The Alliance of Independent Authors is preparing an updated edition of its “Open Up to Indies” guidebook and campaign—which argues that prize programs, in particular, should be receptive to the work of self-published authors as well as trade writers. The Young Writer of the Year prize is an example of just such a program.
This award was on hiatus for seven years, prior to 2015, and this year adds a 10-week residency for the winner at Coventry’s University of Warwick, a new partner in the prize. Regular readers of Publishing Perspectives will know that Warwick last month also announced another new literary initiative, its Women in Translation prize.
In a prepared statement, Maureen Freely, English PEN’s president and Warwick department head in English and Comparative Literary Studies is quoted, saying:
“We at Warwick are absolutely thrilled to be part of this new partnership, which will allow us to do more than ever before for new writers and writing.
“The early stages of a writing career have always been perilous, but never more so than today.
“Our dream is to create a space in which young writers can build up their networks and experiment with new ideas in the classroom, the community, the virtual world, and, most important, on the page. It will be an honour to host them. We firmly believe that the future of literature itself is in their hands.”
At The Sunday Times, the literary editor, Andrew Holgate, is quoted, saying that the award “is designed to put the spotlight on the best new writing talent from Britain and Ireland, providing young writers with the kind of encouragement and exposure that has made such a difference to the shortlistees and winners in the past.

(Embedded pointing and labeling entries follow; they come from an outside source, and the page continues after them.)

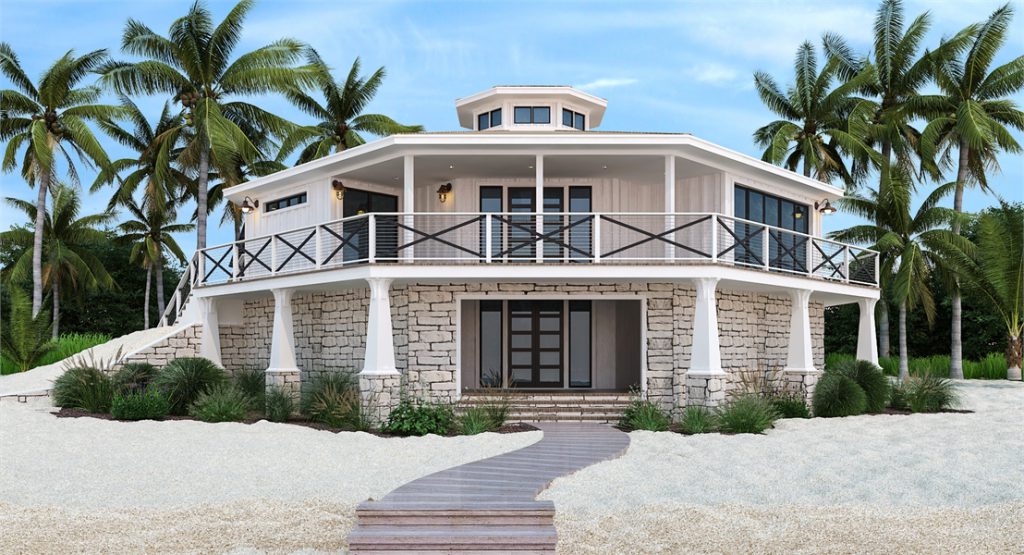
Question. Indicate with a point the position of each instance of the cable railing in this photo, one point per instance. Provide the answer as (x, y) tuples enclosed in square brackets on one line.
[(527, 238)]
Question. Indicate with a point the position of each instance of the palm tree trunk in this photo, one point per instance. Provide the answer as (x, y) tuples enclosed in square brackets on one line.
[(56, 308), (37, 242), (145, 306), (904, 359), (955, 337), (201, 198)]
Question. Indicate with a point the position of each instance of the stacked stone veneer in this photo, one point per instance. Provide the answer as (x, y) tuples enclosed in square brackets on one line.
[(330, 330)]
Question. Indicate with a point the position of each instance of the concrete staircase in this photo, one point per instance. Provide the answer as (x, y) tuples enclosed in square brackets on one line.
[(596, 407)]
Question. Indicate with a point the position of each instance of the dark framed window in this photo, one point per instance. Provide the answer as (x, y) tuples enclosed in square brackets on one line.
[(531, 115), (278, 204)]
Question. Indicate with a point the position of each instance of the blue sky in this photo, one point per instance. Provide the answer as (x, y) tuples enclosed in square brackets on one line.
[(663, 66)]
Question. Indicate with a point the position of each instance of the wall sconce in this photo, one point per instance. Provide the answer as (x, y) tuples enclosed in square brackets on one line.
[(824, 207), (442, 191), (248, 205)]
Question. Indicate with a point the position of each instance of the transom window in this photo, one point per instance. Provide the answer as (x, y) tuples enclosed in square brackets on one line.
[(573, 120), (294, 200), (532, 114), (488, 119)]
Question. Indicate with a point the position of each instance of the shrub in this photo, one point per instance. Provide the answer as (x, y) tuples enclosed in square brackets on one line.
[(870, 379), (414, 418), (334, 399), (252, 382), (745, 414), (220, 403), (184, 379), (838, 395), (697, 419), (134, 377), (930, 393), (642, 414), (280, 404), (140, 404), (85, 388), (791, 406)]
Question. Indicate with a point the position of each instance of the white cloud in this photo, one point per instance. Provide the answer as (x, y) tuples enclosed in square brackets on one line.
[(606, 83)]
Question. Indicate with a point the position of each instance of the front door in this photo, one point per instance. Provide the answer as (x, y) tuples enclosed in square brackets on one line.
[(535, 343)]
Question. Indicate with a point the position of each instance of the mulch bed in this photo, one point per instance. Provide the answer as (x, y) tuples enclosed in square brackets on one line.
[(254, 418)]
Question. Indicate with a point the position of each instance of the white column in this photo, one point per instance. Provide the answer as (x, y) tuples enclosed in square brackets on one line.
[(379, 357), (283, 341), (800, 356), (539, 204), (209, 344), (408, 198), (867, 348), (670, 204), (706, 356)]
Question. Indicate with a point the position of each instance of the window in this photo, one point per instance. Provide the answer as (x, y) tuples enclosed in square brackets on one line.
[(532, 115), (573, 120), (294, 200), (488, 119)]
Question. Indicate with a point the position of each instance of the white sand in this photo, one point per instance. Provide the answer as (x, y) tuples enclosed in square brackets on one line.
[(930, 483)]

“In the third year after the prize returned to enormous public and industry acclaim, I am particularly excited by the new associate partnership with the acclaimed writing course at the University of Warwick, and everything this is going to allow us to do to make our promotion of and support for young home-grown writers even stronger.”

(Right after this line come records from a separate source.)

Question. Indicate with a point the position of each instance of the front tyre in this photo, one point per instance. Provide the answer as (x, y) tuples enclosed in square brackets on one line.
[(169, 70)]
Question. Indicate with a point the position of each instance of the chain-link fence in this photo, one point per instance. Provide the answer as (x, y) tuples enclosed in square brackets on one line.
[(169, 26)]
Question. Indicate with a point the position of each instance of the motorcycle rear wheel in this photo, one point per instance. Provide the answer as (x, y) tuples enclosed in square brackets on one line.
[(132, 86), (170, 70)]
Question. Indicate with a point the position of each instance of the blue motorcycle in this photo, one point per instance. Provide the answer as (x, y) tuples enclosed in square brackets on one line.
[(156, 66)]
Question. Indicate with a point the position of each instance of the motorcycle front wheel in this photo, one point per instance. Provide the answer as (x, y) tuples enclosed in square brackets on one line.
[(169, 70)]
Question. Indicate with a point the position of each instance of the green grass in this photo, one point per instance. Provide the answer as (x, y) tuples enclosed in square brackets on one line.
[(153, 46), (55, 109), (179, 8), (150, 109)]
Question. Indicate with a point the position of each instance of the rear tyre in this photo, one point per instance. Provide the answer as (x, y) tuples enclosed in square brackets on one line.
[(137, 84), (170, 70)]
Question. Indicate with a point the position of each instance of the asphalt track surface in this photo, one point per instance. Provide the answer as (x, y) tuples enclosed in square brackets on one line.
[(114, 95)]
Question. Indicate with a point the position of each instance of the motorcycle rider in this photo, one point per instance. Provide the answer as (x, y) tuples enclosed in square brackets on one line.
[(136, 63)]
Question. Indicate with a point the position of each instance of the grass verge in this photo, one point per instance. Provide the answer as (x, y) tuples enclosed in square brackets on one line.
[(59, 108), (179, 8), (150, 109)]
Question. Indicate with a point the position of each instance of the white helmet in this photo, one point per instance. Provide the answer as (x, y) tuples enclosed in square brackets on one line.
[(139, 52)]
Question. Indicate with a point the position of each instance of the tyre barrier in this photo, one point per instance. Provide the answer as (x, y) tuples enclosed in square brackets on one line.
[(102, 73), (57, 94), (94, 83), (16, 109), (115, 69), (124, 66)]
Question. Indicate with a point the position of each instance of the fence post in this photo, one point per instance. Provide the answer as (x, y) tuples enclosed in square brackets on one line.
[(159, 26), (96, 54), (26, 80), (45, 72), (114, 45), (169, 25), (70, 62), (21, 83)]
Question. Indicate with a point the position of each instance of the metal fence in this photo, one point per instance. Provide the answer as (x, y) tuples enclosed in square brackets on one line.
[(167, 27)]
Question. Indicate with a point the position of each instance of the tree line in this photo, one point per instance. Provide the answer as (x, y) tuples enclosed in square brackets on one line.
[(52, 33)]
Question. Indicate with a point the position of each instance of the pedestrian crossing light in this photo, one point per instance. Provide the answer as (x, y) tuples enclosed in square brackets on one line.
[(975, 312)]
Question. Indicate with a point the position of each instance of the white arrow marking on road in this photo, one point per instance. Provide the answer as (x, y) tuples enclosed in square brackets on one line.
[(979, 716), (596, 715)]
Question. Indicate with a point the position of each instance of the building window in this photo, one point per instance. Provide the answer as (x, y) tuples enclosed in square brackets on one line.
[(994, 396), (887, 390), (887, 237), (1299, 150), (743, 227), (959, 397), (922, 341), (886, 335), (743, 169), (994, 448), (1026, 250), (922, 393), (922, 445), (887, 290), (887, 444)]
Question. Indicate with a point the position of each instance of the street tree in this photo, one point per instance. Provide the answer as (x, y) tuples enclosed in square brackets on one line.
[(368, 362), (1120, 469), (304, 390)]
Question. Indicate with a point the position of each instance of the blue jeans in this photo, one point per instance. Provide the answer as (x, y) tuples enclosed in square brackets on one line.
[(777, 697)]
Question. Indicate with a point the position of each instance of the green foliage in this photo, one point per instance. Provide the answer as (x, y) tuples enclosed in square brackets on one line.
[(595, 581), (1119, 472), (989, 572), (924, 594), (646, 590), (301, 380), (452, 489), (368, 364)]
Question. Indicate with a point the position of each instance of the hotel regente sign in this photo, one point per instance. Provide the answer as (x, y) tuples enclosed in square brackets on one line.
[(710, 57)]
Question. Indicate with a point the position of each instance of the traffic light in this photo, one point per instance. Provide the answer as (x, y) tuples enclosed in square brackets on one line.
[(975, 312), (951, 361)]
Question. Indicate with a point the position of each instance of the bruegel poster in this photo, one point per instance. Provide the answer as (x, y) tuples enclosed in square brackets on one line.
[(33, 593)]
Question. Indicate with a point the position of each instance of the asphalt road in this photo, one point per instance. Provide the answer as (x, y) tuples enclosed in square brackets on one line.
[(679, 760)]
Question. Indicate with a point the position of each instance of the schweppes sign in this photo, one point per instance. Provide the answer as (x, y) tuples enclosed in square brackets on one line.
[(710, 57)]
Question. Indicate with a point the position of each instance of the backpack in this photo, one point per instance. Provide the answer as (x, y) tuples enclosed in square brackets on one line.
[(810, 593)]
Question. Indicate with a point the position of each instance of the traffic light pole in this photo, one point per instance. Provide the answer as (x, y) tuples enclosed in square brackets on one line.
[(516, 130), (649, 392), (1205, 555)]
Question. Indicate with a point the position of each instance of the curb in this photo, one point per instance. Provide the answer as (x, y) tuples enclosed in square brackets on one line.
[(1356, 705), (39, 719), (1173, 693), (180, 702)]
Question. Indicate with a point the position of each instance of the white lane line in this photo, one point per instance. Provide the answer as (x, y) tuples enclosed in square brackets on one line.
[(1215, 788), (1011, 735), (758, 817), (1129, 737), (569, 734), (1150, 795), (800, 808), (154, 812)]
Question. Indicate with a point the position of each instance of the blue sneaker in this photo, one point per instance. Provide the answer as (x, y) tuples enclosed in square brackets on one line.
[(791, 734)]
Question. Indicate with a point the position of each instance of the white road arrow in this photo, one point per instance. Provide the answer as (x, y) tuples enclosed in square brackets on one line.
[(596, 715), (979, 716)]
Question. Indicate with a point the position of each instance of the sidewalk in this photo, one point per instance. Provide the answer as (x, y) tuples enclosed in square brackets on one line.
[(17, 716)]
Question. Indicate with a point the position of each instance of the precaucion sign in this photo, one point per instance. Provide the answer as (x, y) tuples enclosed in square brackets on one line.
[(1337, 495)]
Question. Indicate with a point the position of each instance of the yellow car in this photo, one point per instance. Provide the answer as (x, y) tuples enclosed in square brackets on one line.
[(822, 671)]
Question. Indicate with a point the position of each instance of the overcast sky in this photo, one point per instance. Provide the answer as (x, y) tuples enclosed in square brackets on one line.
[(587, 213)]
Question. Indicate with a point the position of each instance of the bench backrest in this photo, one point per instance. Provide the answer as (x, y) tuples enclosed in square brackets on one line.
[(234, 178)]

Speaking for PFD, CEO Caroline Michel said:
“We recognize how important it is to support writers in every genre–poetry, fiction, history, biography–at the beginning of their careers.
“We are proud of what this award has achieved in the first two years of our involvement, and we are looking forward to another great year of highlighting the best writing to come.”
Interested writers should note that eligibility regulations require that a submitted book must have been “first published in the UK and/or the Republic of Ireland, in the English language, between May 2, 2016, and June 2 of this year.
As yet, the judging panel hasn’t been announced but a shortlist of four books is due to be revealed on November 5, with a winner announced on December 7.